The organization is just now beginning to synthesize all this data to find out what kind of picture it paints of life with type 1 diabetes in the U.S.
So far, it’s not a pretty picture at all. They report:
- Most people with type 1 in the U.S. fail to meet ADA treatment targets of an A1C of 7 or below
- Adults with T1 average A1C of 7.5-8%
- A majority of adults with T1 are overweight or obese (matching the stats of non-diabetic America!)
- Average A1C for under age 12 is 8.3%
- For ages 13-17, average A1C is 8.7% (those rocky teenage years!)
- Oddly, older adults (age 50 and up) had the best average A1C of all the groups, at 7.6% — but they also had a surprising percentage (14-20% per year) of hypoglycemia, including events like seizure, coma, and ER visits
- In T1s over age 40, 20-30% are already living with diabetes-related complications
Another new study shows that type 1 diabetes is significantly on the rise in this country; diagnoses are up 23% between 2001 and 2009!
As a type 1 in my, ahem… 40’s, this data does not make me happy. I have to remind myself that most of the people in the T1D Exchange analysis so far are probably not LADAs, like me. Meaning they’ve had diabetes much longer, and lived through those “dark ages” when we didn’t have the array of effective tools and medicines we have now.

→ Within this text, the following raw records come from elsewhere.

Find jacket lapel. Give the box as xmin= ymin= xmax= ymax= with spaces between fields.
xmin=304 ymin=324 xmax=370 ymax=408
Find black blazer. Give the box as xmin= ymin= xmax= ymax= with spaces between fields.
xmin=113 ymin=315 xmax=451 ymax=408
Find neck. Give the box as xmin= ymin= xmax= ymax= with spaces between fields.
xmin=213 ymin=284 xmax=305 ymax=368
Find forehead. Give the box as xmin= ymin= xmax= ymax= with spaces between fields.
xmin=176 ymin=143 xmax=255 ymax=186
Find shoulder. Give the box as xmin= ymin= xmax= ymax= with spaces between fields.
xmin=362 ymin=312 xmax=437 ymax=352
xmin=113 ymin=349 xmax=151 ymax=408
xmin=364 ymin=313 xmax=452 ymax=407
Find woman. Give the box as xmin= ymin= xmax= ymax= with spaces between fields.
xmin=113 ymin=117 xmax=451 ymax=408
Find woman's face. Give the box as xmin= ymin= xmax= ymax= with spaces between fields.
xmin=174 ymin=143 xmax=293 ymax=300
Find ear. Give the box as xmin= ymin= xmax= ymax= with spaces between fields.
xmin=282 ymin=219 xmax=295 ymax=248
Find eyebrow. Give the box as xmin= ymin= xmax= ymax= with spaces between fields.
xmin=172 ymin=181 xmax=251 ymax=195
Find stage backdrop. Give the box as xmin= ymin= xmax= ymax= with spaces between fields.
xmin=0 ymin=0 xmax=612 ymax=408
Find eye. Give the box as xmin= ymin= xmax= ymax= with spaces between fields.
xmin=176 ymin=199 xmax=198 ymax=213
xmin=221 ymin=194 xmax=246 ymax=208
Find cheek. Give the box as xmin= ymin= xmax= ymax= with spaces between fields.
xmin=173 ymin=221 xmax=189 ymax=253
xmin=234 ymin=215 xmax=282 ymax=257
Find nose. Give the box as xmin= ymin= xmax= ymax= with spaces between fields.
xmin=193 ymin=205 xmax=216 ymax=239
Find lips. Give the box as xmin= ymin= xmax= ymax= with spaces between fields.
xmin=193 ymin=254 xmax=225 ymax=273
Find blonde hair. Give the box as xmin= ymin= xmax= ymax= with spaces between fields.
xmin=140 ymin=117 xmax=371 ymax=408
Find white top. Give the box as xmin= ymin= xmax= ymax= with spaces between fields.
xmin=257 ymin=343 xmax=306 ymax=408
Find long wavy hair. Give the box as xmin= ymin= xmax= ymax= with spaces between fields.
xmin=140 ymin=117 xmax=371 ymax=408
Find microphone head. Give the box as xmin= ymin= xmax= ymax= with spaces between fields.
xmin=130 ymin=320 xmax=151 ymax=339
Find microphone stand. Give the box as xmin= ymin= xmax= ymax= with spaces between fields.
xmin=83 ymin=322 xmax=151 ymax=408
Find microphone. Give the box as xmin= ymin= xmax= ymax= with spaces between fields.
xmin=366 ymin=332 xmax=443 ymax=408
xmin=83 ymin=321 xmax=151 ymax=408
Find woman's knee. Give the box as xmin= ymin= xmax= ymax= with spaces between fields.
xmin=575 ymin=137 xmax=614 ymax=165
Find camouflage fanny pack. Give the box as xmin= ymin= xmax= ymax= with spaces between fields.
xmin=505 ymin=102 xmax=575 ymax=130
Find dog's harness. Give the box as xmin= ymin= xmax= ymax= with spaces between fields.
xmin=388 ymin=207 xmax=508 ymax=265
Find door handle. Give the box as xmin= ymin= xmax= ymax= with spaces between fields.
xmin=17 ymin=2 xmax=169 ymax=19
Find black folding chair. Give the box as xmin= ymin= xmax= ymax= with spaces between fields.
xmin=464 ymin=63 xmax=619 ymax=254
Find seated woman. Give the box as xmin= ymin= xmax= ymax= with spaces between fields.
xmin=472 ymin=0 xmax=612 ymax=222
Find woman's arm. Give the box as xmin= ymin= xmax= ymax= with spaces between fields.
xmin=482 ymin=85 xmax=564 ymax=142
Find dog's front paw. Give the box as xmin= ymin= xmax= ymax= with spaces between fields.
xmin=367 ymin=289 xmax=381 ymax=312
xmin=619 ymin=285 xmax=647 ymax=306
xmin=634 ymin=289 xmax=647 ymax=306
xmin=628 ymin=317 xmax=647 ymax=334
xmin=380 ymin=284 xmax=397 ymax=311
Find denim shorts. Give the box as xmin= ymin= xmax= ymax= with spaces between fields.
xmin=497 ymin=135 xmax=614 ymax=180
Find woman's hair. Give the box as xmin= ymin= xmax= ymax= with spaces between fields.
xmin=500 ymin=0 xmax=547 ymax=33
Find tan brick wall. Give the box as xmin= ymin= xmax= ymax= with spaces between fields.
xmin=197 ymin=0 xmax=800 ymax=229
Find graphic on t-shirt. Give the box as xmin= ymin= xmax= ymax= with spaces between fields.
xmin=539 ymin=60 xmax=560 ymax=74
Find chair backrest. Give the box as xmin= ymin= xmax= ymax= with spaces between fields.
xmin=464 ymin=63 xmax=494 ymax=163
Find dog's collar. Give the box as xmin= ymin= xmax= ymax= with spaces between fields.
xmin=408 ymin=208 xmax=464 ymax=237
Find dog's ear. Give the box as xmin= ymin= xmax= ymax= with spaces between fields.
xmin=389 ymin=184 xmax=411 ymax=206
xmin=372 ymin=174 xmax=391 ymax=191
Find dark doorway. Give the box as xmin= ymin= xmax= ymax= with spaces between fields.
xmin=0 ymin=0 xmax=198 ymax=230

But still… I’m so with Dr. Richard Bergenstal, executive director of the International Diabetes Center and vice-chair of the T1D Exchange, when he says:
“Obviously we need to do a better job of helping all people with type 1 reach target treatment goals, address disparities in care among racial groups, and investigate why older patients with type 1 are experiencing such a high rate of dangerously low blood glucose levels … as they strive to improve their overall glucose control.”
There’s no doubt that knowledge is power, and finally having solid data on people with type 1 across the nation is a hugely powerful thing! I for one can’t wait to see what comes next from the T1D Exchange program and its new related online community for PWDs called MyGlu.org, which we previewed in a comprehensive post last fall and has just recently opened for everyone!
(Disclosure: I was part of the San Francisco promotional photo shoot for MyGlu and my pic appears in their current email updates – very happy to pitch in for this excellent cause!)